Carlos Bacrot

Personal information
- Full name: Carlos Henri Bacrot
- Date of birth: 17 April 1895
- Place of birth: Carnin, Nord, France
- Date of death: 31 May 1976 (aged 81)
- Place of death: Doullens, Somme, France
- Position(s): Forward

Senior career*
- Years: Team / Apps / (Gls)
- 1911–1912: Olympique Lillois

International career
- 1911–1912: France (UIAFA) / 4 / (2)

= Carlos Bacrot =

French footballer (1895–1976)

Carlos Henri Bacrot (17 April 1895 – 31 May 1976) was a French footballer who played as a forward for Olympique Lillois and of the French national team in the 1911 UIAFA European Football Tournament at Roubaix.

==Career==
Carlos Bacrot was born in Lille, Nord, on 17 April 1895. He then joined the ranks of Olympique Lillois in 1910, aged 15, and on 19 February 1911, he scored the third and final goal from a corner to seal a 3–0 win over RC Roubaix, thus contributing decisively in helping the club clinch the 1911 USFSA Northern Championship, which was the very first title in the club's history.

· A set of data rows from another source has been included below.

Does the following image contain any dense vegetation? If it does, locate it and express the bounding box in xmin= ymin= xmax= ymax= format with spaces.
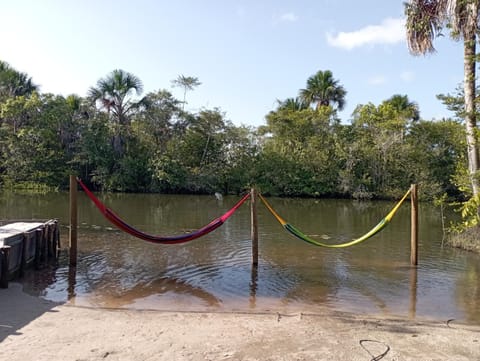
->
xmin=0 ymin=61 xmax=468 ymax=202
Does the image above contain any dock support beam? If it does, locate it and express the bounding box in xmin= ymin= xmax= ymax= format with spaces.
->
xmin=0 ymin=246 xmax=11 ymax=288
xmin=410 ymin=184 xmax=418 ymax=266
xmin=251 ymin=188 xmax=258 ymax=267
xmin=69 ymin=175 xmax=78 ymax=267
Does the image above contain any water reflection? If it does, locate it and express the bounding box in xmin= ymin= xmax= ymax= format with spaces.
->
xmin=67 ymin=265 xmax=76 ymax=300
xmin=85 ymin=276 xmax=222 ymax=309
xmin=2 ymin=191 xmax=480 ymax=324
xmin=249 ymin=264 xmax=258 ymax=308
xmin=409 ymin=267 xmax=417 ymax=319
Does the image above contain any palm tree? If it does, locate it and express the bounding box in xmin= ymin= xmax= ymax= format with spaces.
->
xmin=275 ymin=97 xmax=308 ymax=111
xmin=385 ymin=94 xmax=420 ymax=122
xmin=88 ymin=69 xmax=145 ymax=125
xmin=299 ymin=70 xmax=347 ymax=111
xmin=405 ymin=0 xmax=480 ymax=200
xmin=0 ymin=60 xmax=38 ymax=98
xmin=88 ymin=69 xmax=145 ymax=155
xmin=171 ymin=75 xmax=201 ymax=110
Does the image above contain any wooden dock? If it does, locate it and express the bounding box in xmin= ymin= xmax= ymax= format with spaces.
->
xmin=0 ymin=220 xmax=60 ymax=288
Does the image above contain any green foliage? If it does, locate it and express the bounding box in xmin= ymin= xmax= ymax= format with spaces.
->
xmin=0 ymin=93 xmax=71 ymax=188
xmin=0 ymin=60 xmax=38 ymax=100
xmin=0 ymin=62 xmax=470 ymax=213
xmin=299 ymin=70 xmax=347 ymax=111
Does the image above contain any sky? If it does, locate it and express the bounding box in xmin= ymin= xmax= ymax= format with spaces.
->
xmin=0 ymin=0 xmax=464 ymax=127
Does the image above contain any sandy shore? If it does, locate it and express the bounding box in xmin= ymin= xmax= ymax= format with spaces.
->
xmin=1 ymin=283 xmax=479 ymax=361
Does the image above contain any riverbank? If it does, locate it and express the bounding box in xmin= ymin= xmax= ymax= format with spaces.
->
xmin=448 ymin=226 xmax=480 ymax=253
xmin=1 ymin=283 xmax=479 ymax=361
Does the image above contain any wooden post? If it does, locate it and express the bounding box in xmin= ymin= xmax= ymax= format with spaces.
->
xmin=53 ymin=221 xmax=59 ymax=260
xmin=20 ymin=233 xmax=27 ymax=277
xmin=0 ymin=246 xmax=11 ymax=288
xmin=69 ymin=175 xmax=78 ymax=266
xmin=410 ymin=184 xmax=418 ymax=266
xmin=46 ymin=223 xmax=52 ymax=259
xmin=34 ymin=229 xmax=42 ymax=270
xmin=250 ymin=188 xmax=258 ymax=266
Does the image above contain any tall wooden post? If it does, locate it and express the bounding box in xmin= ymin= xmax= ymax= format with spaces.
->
xmin=250 ymin=188 xmax=258 ymax=266
xmin=410 ymin=184 xmax=418 ymax=266
xmin=69 ymin=175 xmax=78 ymax=266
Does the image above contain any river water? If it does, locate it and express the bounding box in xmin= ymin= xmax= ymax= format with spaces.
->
xmin=1 ymin=191 xmax=479 ymax=323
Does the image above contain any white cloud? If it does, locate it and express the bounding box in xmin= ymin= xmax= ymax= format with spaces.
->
xmin=273 ymin=12 xmax=299 ymax=24
xmin=368 ymin=75 xmax=387 ymax=85
xmin=326 ymin=17 xmax=405 ymax=50
xmin=280 ymin=12 xmax=298 ymax=22
xmin=400 ymin=70 xmax=414 ymax=82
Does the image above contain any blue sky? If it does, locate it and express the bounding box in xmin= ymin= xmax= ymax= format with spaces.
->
xmin=0 ymin=0 xmax=463 ymax=127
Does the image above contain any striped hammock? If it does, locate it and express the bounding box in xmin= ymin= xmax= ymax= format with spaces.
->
xmin=259 ymin=189 xmax=411 ymax=248
xmin=77 ymin=178 xmax=250 ymax=244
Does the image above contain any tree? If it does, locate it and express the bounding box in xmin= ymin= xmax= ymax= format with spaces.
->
xmin=88 ymin=69 xmax=145 ymax=125
xmin=133 ymin=89 xmax=183 ymax=151
xmin=0 ymin=93 xmax=71 ymax=188
xmin=405 ymin=0 xmax=480 ymax=205
xmin=260 ymin=106 xmax=341 ymax=196
xmin=0 ymin=60 xmax=38 ymax=99
xmin=299 ymin=70 xmax=347 ymax=111
xmin=88 ymin=69 xmax=146 ymax=155
xmin=171 ymin=75 xmax=201 ymax=110
xmin=384 ymin=94 xmax=420 ymax=122
xmin=350 ymin=101 xmax=412 ymax=196
xmin=275 ymin=97 xmax=308 ymax=112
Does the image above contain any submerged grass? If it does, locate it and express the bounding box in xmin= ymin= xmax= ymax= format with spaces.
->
xmin=447 ymin=226 xmax=480 ymax=253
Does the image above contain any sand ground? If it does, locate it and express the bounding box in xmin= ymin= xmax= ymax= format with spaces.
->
xmin=1 ymin=283 xmax=479 ymax=361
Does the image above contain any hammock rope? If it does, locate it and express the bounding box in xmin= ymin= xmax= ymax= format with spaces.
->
xmin=76 ymin=178 xmax=250 ymax=244
xmin=259 ymin=189 xmax=411 ymax=248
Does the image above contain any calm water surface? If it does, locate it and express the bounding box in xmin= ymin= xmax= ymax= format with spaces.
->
xmin=1 ymin=191 xmax=479 ymax=324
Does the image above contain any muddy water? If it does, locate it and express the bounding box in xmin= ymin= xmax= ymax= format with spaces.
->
xmin=1 ymin=191 xmax=479 ymax=323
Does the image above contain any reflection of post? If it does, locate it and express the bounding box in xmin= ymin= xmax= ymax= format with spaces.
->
xmin=69 ymin=175 xmax=78 ymax=267
xmin=250 ymin=188 xmax=259 ymax=308
xmin=410 ymin=184 xmax=418 ymax=266
xmin=249 ymin=262 xmax=258 ymax=309
xmin=251 ymin=188 xmax=258 ymax=266
xmin=409 ymin=266 xmax=417 ymax=319
xmin=67 ymin=264 xmax=77 ymax=301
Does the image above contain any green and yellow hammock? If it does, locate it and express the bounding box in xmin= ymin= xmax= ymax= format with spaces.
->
xmin=259 ymin=189 xmax=411 ymax=248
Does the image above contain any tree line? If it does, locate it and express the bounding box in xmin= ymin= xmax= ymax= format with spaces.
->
xmin=0 ymin=60 xmax=468 ymax=202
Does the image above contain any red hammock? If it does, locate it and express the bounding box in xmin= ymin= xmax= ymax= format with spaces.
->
xmin=76 ymin=178 xmax=250 ymax=244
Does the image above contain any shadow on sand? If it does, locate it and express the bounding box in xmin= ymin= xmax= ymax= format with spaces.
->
xmin=0 ymin=257 xmax=64 ymax=343
xmin=0 ymin=282 xmax=62 ymax=343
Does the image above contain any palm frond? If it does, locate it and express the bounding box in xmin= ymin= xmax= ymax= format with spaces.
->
xmin=405 ymin=0 xmax=448 ymax=55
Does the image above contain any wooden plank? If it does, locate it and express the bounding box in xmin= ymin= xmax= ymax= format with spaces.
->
xmin=0 ymin=222 xmax=45 ymax=246
xmin=34 ymin=229 xmax=42 ymax=270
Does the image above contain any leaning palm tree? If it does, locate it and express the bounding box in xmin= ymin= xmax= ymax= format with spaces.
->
xmin=171 ymin=74 xmax=201 ymax=110
xmin=88 ymin=69 xmax=145 ymax=125
xmin=405 ymin=0 xmax=480 ymax=200
xmin=299 ymin=70 xmax=347 ymax=111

Bacrot made four unofficial appearances for France (UIAFA), including two against England AFA, first in Paris on 23 March 1911 (3–1 loss), and then in London on 1 January 1912 (7–1 loss). He was a member of the French squad that participated in the 1911 UIAFA European Football Tournament at Roubaix, an unofficial European Championship organized by UIAFA, in which France was knocked out in the semifinals by Bohemia (1–4). He played his fourth and last match for UIAFA's France on 20 February, in a friendly match against Catalonia, scoring twice to help his side to a 7–0 victory, on both occasions from corners. He is thus the most capped player of UIAFA's France with four appearances, alongside captain Alphonse Nicol, goalkeeper Guy de Gastyne, Auguste Schalbart, and Victor Denis, as well as its top scorer with two goals, alongside René Bagnol, Auguste Trousselier, and club teammate Albert Eloy.

==Later life and death==
After the First World War, Bacrot became a director of a real estate agency in the suburbs of Lille.

Bacrot died in Doullens, Somme, on 31 May 1976, at the age of 81.